La publicación oficial, el pasado 9 de agosto, de una lista de 4427 nombres de españoles muertos hace casi ochenta años en varios campos de exterminio nazis, además de las obvias reflexiones que suscitan la tardanza de esa publicación y la ausencia de otros miles de nombres de ese infame listado, hace resurgir con toda su fuerza la inacabable indignación de saber que cada línea de esa lista nombra a un español expulsado de su tierra y empujado a la muerte por sus compatriotas, cuyo único 'delito' fue ser español, tal vez demócrata y republicano, posiblemente ciudadano legal o defensor de la igualdad, creyente en el derecho, devoto del respeto y, seguramente, amante de la libertad.
Tomemos al azar un renglón de esa relación de víctimas del fascismo y deletreemos lentamente el nombre y los apellidos pensando en el tiempo de su vida, en los afanes que lo desvelaron o le hicieron feliz una mañana, en sus lealtades y quizá su pasión, en los ojos que miraban el amanecer y veían moverse las manos de sus hijos...; pensemos en su voz y su estatura, oigamos atentamente su silencio, evoquemos su amor o sus rencores... su pelo, su forma de caminar... Y al tiempo reflexionemos sobre la razón y el motivo ajenos a él, que lo llevan hoy a asociar su nombre para siempre a Mauthausen, Gusen, Auschwitz, al dolor, a la desesperanza, al hambre, a la angustia personal, intransferible y única que fue umbral de una muerte indigna, inútil, incomprensible... Un renglón interminable, no un número y ni siquiera una fecha sino la vida de vivir cercenada porque sí, por la maldad que nutre el egoísmo, la imposición, la sinrazón y el desprecio.

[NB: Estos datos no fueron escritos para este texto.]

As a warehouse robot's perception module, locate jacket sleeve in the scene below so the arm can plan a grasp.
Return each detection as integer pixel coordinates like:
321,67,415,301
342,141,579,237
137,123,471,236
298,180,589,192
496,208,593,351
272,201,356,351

Recibida en amplios sectores del periodismo (o de esa cosa amarilla y pueril que hoy llaman periodismo) como una curiosidad de la que extraer el cotilleo de saber en qué campo murieron, y cuántos, los paisanos de la provincia, o calcular qué porcentaje de españoles fueron asesinados en éste u otro matadero, y bucear en los apellidos buscando parentescos propios o ajenos, la lista de cuatro mil cuatrocientos veintisiete nombres de españoles publicada en el Boletín Oficial del Estado brilla, sin embargo, como un punto de luz que empieza a disolver la negra traición del olvido, porque además de significar un reconocimiento simbólico a los republicanos muertos en el extranjero a causa del golpe de estado franquista, alberga la (dudosa) virtud de denunciar y dejar en evidencia la ausencia de otras listas, las de las víctimas aún no reconocidas de la guerra civil española y de la escalofriante represión de cuarenta años de franquismo, la lista que reconozca cómo, por qué, dónde y cuándo, y dé nombre, carta de dignidad y reconocimiento a miles y miles de condenados por los tribunales ilegítimos instaurados tras el golpe militar de 1936, fusilados, represaliados, torturados, esclavizados, muertos y antes y después por la inquina, la envidia, el odio y el mero capricho, despreciados por la dictadura más cruel del siglo XX, así como reconocerlos como víctimas con todos los pronunciamientos favorables, y que puedan ser honrados como luchadores por la libertad, estableciéndose mecanismos para la búsqueda de los restos de los desaparecidos y la consiguiente reparación a sus familias, inspirándose todo ello en los principios de memoria, dignidad, justicia y verdad. Algo que se ha hecho en países de todo el mundo después de períodos dictatoriales, incluso en lugares con menores posibilidades de todo tipo, y que la llamada democracia española, trufada aún de pústulas y rémoras fascistas, no ha sido todavía capaz siquiera de plantear.
La historia necesita el testimonio de la verdad, y quienes hacen la historia no son quienes la escriben sino quienes la viven, la sufren y definen su tiempo incluso con la triste aportación de su propia muerte. La historia de cada uno de los nombres de la lista publicada el 9 de agosto debe ser el inicio del relato que denuncie y saque a la luz la indignidad del franquismo, que no solo arrojó a miles de españoles a las inmundas fosas del nazismo sino que instauró sus propias fosas todavía ocultas bajo la papilla espesa de la manipulación tendenciosa de la verdad, y deberá formar parte de esa historia general que es preciso creer que un día contará, nombrará, dilucidará, aclarará y hará justicia a quienes vivieron un tiempo tan oscuro que su nombre en un boletín oficial signifique algo más, mucho más que el frío testimonio de su muerte y pueda convertirse en la memoria de su vida y su tiempo, y sea un claro eslabón de la justicia, un grito que desde el pasado no solo nos conmueva sino que, pronunciándolo, nos alumbre el camino del futuro.